Fragment Subscriptions in GraphQL

Published in

Hifi Finance | Official blog

8 min readJun 1, 2017

At GraphQL Europe on May 21st, I spoke about Mainframe’s journey with realtime GraphQL. Our entire product’s experience is contingent on an efficient and reliable realtime architecture that we have spent a lot of time perfecting.

In this article I will provide an overview of some of the client side challenges that we faced when building our product with GraphQL, our solutions, and proposals that are under discussion in the GraphQL spec to improve this.

The Problem

GraphQL is a fantastic way for our front-end clients to describe their data dependencies to a server. The server then has to satisfy those data dependencies for the client, such that the client can render its screens appropriately. I’ve personally been watching this space since Facebook announced GraphQL as this problem has been at the forefront of client-side development for many years.

The realtime story has been under discussion since shortly after GraphQL itself was announced publicly however it has taken the community a while to flesh out various solutions for it. Two leading paradigms emerged, live queries and subscriptions, as well as a variety of solutions in between.

At Mainframe, we’ve decided to move forward with subscriptions as it gives us the best flexibility on the client and a path towards implementation on the server. Since we’re using Relay, we used the relay-subscriptions library to hook into the same containers that we’re using to declare our data requirements.

All of these tools worked exceptionally in getting our application converted over to using Relay and GraphQL. We went from prototypes to having the entire application migrated in a matter of weeks and we removed a lot of data specific code in the process.

However there is one fundamental issue with the GraphQL subscription specification that we wanted to evaluate further once we had our application fully set up — the gap between receiving a query’s response and setting up a subscription based on data in the response.

Gap between receiving a query’s response and setting up a subscription

If an event occurs within this gap, the server does not yet know that the client cares about that event. Therefore an event can be entirely missed by some clients while being handled correctly by others. This creates an inconsistent experience and does not let us achieve our goal of having a reliable realtime experience.

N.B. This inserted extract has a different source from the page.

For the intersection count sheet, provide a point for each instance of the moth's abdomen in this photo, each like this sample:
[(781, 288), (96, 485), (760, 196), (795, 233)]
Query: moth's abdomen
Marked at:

You may be thinking that this gap is small; and for fast and reliable desktop internet connections, it certainly can be. But our application also operates across slow mobile networks with high latency. In these circumstances, this gap can be quite large. Mobile devices can also lose connection intermittently, resulting in the query and subscription negotiation to be repeated when the device comes back online. Meaning that this gap can be experienced multiple times within the lifespan of a single screen.

For some applications, this gap may not even matter. At Facebook, for example, if they drop a “like” in their realtime architecture during a live stream, does it really matter? However for Mainframe, where this event can be a message from a colleague containing critical information, we cannot allow the client to become desynchronized.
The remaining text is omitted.